At its core, Watson is a robust implementation of a next generation technology for deriving facts and meanings from publications, data sets or other information sources. Watson “reads” documents and parses the text into keywords and sentence fragments in order to identify relationships among the different bits of information.
NIH has pursued a Watson “”proof-of-concept”” in collaboration with IBM and the latest experiments with Watson will be discussed.”

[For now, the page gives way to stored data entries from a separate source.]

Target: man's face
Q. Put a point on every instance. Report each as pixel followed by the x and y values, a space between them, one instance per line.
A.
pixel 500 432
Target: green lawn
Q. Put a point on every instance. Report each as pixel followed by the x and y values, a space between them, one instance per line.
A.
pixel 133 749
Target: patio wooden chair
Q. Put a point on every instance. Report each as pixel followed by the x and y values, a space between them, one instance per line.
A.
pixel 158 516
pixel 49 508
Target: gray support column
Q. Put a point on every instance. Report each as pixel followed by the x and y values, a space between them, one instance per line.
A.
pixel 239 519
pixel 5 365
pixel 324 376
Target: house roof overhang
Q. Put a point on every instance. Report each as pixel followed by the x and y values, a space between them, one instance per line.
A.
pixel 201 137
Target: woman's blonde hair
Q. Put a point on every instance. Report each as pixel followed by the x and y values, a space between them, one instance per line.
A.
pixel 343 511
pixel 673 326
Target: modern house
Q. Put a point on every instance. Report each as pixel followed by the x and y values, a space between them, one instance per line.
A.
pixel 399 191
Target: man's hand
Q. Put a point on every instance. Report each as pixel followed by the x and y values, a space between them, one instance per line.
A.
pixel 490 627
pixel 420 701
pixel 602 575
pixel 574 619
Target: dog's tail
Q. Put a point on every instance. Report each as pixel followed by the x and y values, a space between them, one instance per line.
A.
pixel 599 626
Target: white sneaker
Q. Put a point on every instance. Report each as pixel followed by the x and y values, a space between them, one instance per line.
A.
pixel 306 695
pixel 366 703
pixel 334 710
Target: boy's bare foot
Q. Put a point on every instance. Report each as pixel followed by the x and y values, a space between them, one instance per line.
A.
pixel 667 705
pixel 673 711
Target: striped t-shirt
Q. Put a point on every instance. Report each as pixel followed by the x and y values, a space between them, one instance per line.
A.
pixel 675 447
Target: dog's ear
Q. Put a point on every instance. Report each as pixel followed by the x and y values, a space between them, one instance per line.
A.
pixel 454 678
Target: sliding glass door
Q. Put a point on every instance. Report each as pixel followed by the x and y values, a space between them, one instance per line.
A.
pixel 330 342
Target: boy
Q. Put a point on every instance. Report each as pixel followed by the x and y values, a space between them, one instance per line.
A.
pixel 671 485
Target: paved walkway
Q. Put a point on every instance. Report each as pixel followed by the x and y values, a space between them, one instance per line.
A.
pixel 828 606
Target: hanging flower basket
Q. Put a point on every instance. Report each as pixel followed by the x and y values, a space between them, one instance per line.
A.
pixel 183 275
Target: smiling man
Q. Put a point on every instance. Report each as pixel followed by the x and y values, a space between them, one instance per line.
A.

Bio: Richard Ikeda currently is the director of the Office of Research Information Systems (ORIS) in the NIH OD Office of Extramural Research. In this position, he oversees the operations of the NIH electronic Research Administration (including eRA’s IMPAC II and Commons systems), which support the mission-critical function of grants administration for NIH and other federal granting components. He also manages the ORIS Office of Data Quality, which is responsible for the integrity of the data stored in IMPAC II, and the Research, Condition, and Disease Categorization Program, which is responsible for categorizing NIH research activities. Prior to joining NIH in 1999 as an NIGMS program director, with a portfolio of research in the fields of enzymology and wound healing, Rick served on the faculty of the Department of Chemistry and Biochemistry at the Georgia Institute of Technology (Georgia Tech). He has a Ph.D. in Chemistry from the California Institute of Technology (Caltech).